All of us may work towards fulfilment and self-actualisation, but some of us end up imperfect and far from self-actualised. Adler argues that his is because we are too self-interested and lacking in social interest. What makes people self-interested? Adler argued that it is due to our being overwhelmed by our inferiority. If we are doing well, competent and moving on, you can afford to think of others. If you are not getting the best out of yourself, your attentions become more and more focused on yourself.
We all suffer from inferiority in one form of another. Some of us may have organ inferiority, for example, we may have a heart murmur, weaker parts of our anatomy etc. We may be too heavy or too short. Adler noted that people often respond to these organic inferiorities by compensation. That is, they make up for their deficiency in some way.

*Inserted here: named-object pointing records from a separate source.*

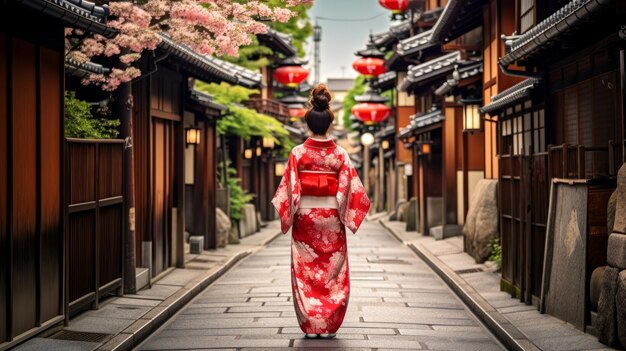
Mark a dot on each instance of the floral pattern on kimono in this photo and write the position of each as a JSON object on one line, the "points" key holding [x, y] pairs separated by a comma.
{"points": [[320, 274]]}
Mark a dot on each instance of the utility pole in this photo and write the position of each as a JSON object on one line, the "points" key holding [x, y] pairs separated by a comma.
{"points": [[317, 37]]}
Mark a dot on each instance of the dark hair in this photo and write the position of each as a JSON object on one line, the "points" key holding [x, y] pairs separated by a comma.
{"points": [[319, 116]]}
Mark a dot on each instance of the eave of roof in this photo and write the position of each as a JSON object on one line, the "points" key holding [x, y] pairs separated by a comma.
{"points": [[415, 44], [75, 13], [83, 69], [206, 100], [212, 68], [434, 68], [419, 121], [385, 81], [458, 18], [562, 22], [515, 94], [277, 41]]}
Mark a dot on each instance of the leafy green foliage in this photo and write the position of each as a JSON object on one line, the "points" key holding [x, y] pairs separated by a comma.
{"points": [[83, 122], [496, 252], [243, 121], [238, 196], [349, 101], [254, 56]]}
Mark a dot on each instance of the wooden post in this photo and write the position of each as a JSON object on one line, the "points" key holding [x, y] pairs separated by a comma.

They may try to strengthen the organ or overdevelop it – there are examples of people who overcome physical odds that better endowed people would not even dream of attempting. However, other people may not be able to handle their difficulties and live in despair.
People may also have psychological inferiorities. They may feel that we are ugly, weak, poor at school, not have friends etc.
We may not really be weak or unintelligent or ugly, but we come to believe that we are. Some people may compensate by becoming good at what they feel they are inferior in. Or they may become good at something else. Whilst others may just never develop any self-esteem.
Adler also noted a general form of inferiority – that children are naturally inferior to adults. They are smaller, weaker, less socially and intellectually competent than adults. According to Adler, if you look at children’s games and fantasies, they often contain the common desire to grow up and be big, as in an adult. This is a striving for perfection. However, children may be left with the feeling that other people will always be better than them because they are older, taller etc.
If you become overwhelmed by these forces of inferiority, you may develop an inferiority complex. The inferiority complex is not a little problem, it is a neurosis. Sufferers may become timid, insecure, shy, cowardly, submissive, compliant etc. They may rely on other people to tell them that they are pretty or sexy or strong or good, which can become a drain on the person concerned.
Person can also respond to inferiority complexes by developing a superiority complex. This involves covering up feelings of inferiority by pretending to be superior. Bullies are a prime example. Other, more subtle, examples might include people who put down others due to their weight, sexual orientation, gender, ethnic origin and so on. Others may hide their feelings of worthlessness in drugs and alcohol.